Seeing Numbers, Missing Logic — MARS: A Benchmark for Spatial–Symbolic Reasoning

VLM reasoning benchmark Spatial–symbolic reasoning Executable programs 3D synthetic scenes Mathematical reasoning Algorithmic evaluation

Mathematical reasoning in vision–language models (VLMs) demands more than visual perception—it requires structured integration of grounding, symbolic manipulation, and procedural logic. We introduce MARS (Mathematical and Relational Spatial Reasoning), a large-scale benchmark for visually grounded mathematical reasoning built from executable functional programs rendered over structured 3D scenes.

Each question couples visual understanding (spatial relations, color, and reference anchoring) with symbolic operations such as aggregation, ratio and mean computation, stack-based simulation, and iterative balancing. Across ten reasoning families, overall accuracy remains modest: even the strongest models exhibit large variance across categories.
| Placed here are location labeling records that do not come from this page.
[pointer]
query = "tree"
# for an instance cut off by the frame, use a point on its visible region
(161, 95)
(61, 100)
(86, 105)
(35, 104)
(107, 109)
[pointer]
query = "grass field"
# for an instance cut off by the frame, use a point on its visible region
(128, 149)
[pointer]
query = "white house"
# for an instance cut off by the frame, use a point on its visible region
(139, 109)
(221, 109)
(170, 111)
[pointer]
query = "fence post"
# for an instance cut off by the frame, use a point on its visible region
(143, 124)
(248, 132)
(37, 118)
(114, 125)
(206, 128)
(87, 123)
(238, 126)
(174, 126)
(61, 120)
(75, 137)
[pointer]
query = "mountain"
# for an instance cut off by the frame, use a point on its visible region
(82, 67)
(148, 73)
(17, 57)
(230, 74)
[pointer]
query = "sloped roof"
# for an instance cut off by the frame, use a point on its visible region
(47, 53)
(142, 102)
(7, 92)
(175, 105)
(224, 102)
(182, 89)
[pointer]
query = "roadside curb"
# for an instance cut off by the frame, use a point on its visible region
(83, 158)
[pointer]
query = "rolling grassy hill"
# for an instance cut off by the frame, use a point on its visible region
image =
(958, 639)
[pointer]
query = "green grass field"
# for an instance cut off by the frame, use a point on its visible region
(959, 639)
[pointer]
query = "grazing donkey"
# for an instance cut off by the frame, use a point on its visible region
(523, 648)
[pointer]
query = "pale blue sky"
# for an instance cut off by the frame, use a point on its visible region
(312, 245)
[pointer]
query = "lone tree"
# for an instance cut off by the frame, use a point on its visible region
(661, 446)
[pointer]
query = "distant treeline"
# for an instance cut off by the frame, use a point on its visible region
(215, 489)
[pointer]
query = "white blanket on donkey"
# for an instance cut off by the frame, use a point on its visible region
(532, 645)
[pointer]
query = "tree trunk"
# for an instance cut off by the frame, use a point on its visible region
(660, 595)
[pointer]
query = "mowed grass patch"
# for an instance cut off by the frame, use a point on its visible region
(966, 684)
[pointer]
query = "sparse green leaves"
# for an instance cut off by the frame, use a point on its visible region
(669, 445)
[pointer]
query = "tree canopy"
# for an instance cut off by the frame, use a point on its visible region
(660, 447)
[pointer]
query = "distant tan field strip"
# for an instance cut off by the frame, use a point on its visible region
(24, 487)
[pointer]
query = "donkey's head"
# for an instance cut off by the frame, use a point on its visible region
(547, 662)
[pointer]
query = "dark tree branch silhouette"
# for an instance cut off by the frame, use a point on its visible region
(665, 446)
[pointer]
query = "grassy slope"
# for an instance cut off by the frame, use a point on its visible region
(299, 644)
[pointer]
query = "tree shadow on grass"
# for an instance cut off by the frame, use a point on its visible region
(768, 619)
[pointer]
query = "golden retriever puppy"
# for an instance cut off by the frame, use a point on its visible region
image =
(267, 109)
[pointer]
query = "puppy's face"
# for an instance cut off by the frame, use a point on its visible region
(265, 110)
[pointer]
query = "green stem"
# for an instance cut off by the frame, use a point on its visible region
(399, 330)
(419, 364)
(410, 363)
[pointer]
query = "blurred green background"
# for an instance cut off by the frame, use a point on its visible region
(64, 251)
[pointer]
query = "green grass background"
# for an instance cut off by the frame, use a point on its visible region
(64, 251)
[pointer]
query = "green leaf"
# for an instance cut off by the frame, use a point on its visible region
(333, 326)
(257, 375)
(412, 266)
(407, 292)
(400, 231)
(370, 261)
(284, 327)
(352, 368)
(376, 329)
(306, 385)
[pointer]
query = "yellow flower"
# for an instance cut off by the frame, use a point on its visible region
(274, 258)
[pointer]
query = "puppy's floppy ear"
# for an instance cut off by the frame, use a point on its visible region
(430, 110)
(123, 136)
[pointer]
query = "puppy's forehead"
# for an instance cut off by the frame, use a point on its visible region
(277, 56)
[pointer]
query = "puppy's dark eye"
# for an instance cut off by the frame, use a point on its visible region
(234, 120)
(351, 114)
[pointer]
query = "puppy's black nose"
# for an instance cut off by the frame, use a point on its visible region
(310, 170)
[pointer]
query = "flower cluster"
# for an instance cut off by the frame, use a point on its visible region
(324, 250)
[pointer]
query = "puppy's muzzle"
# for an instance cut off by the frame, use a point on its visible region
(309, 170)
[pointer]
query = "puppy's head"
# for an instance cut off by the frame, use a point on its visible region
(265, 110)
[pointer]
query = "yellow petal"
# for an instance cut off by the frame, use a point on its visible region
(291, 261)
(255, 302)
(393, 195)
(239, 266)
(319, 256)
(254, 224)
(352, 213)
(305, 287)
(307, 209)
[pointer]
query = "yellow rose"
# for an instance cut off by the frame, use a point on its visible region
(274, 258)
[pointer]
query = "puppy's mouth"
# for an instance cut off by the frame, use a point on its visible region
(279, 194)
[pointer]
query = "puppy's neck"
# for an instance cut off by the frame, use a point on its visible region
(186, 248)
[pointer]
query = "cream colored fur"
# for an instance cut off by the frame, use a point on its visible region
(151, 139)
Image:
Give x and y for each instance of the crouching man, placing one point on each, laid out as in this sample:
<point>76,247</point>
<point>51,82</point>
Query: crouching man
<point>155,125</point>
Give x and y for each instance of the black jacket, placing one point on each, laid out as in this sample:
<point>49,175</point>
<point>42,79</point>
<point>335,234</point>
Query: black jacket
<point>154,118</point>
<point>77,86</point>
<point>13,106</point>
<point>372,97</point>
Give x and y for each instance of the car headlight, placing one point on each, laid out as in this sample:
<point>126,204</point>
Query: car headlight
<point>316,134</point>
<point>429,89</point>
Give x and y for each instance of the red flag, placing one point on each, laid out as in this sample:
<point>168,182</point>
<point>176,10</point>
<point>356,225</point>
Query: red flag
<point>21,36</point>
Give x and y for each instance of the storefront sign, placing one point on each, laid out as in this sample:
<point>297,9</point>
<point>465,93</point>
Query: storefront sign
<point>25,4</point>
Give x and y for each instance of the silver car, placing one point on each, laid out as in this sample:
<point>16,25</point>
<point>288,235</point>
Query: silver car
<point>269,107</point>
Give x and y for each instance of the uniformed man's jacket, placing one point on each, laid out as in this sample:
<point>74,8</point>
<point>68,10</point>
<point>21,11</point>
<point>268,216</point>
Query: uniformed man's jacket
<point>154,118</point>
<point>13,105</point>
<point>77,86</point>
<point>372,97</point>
Models excel at perceptual and mean-based reasoning, yet collapse on algebraic composition and dynamic or graph-based processes. Smaller or purely instruction-tuned systems perform near chance, confirming that neither scale nor generic finetuning suffices for executable reasoning. These results reveal a sharp divide between grounded perception and algorithmic control: current VLMs recognize what to attend to, but not how to compute over it.

By releasing executable question programs, reasoning traces, and reference-anchored scenes, MARS establishes the first systematic benchmark for auditing spatial-symbolic mathematical reasoning in multimodal foundation models.

Figure • Example scenes from the MARS benchmark 3D rendered numerical scenes used for spatial-symbolic reasoning tasks
MARS scenes consist of structured 3D environments containing digits with varying colors, positions, and spatial relationships. Each question is generated from an executable program that combines perception with symbolic computation, enabling controlled evaluation of algorithmic reasoning capabilities in vision–language models.